Judging from our lackadaisical attitude towards the establishment of a commission to examine allegations of crimes against humanity during the Liberian civil war, it is safe to assume that as a society we may never initiate formal charges against white-collar kleptomaniacs. If the past is any indication of the future, we can rest assured that those who have committed these economic transgressions would never face justice. After all, is our obsession with apprehending Mr. Charles Taylor not due solely to his perpetration of a genocidal conflict? Is there a concomitant effort at recovering the millions, if not billions, this man and his cohorts are alleged to have embezzled? It remains to be seen! However, as citizens we have a responsibility to ensure that such conduct remains an experience of the past. Those who have gleefully participated in the destruction of our country for personal economic gains must be exposed and shamed. We must make it very unpleasant for these opportunists to wine and dine with the rest of us. Put bluntly, these individuals must face “street justice”.

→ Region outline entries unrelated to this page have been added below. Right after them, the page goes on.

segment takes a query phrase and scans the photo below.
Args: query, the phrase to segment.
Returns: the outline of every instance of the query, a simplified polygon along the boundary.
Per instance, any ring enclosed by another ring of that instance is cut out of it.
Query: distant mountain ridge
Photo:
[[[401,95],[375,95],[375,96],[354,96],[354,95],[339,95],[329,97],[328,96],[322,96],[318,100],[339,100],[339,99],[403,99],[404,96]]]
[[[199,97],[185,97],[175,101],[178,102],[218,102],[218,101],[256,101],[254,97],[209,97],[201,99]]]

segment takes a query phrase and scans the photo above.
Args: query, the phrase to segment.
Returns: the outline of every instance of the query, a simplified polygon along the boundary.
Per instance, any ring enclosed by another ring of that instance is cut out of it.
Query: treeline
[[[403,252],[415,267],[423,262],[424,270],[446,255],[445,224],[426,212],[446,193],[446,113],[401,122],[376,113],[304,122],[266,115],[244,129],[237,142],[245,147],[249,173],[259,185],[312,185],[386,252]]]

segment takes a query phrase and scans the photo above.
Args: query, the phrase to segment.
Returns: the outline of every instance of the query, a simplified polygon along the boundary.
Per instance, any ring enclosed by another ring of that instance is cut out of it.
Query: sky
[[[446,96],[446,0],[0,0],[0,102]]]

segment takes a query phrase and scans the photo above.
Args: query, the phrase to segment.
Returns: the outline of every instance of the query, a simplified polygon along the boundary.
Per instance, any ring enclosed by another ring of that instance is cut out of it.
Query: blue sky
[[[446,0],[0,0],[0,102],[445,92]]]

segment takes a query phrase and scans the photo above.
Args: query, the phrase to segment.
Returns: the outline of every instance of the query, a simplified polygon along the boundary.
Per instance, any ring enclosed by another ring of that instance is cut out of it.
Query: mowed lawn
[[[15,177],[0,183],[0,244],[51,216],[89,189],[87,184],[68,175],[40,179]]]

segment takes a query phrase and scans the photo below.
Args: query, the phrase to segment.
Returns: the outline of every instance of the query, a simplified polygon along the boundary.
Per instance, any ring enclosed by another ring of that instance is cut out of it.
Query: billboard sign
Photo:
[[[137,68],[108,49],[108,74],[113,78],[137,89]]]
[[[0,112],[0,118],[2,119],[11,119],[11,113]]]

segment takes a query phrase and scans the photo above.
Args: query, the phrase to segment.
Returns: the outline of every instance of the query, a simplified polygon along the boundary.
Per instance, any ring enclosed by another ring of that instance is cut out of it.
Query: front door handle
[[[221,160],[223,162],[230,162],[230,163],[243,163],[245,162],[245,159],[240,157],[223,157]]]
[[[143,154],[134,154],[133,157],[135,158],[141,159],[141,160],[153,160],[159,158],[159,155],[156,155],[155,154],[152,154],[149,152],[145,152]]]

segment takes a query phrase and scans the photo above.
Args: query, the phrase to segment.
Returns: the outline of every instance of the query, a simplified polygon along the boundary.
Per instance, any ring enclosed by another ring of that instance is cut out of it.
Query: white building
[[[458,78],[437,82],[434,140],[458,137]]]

If the current intransigence of the warring factions over the distribution of government jobs is any indication, we can all be assured that once again we are missing an opportunity to seize the moment. Instead of exploiting an international goodwill towards Liberia, our so-called leaders are shamelessly pursuing their selfish interests. If only they knew what fools they are making of themselves. Don’t these people have any conscious? In his article entitled: “What the Warlords Say”, Mr. Ezekiel Pajibo did expand on what he believed to be the hidden agenda of these warlords. Yes indeed, he was right; we now have the prima facie evidence to substantiate that their so called liberation struggle” has had nothing to do with improving the material wellbeing of the Liberian people. It has everything to do with how to get rich quick at the expense of the rest of us.

Not withstanding the foregoing, we should not allow a past corrupt culture to dictate our future modus operandi. As Liberians, it is our duty to make it less palatable for this current government to repeat the corrupt practices of the past. This we can do with legitimate impunity.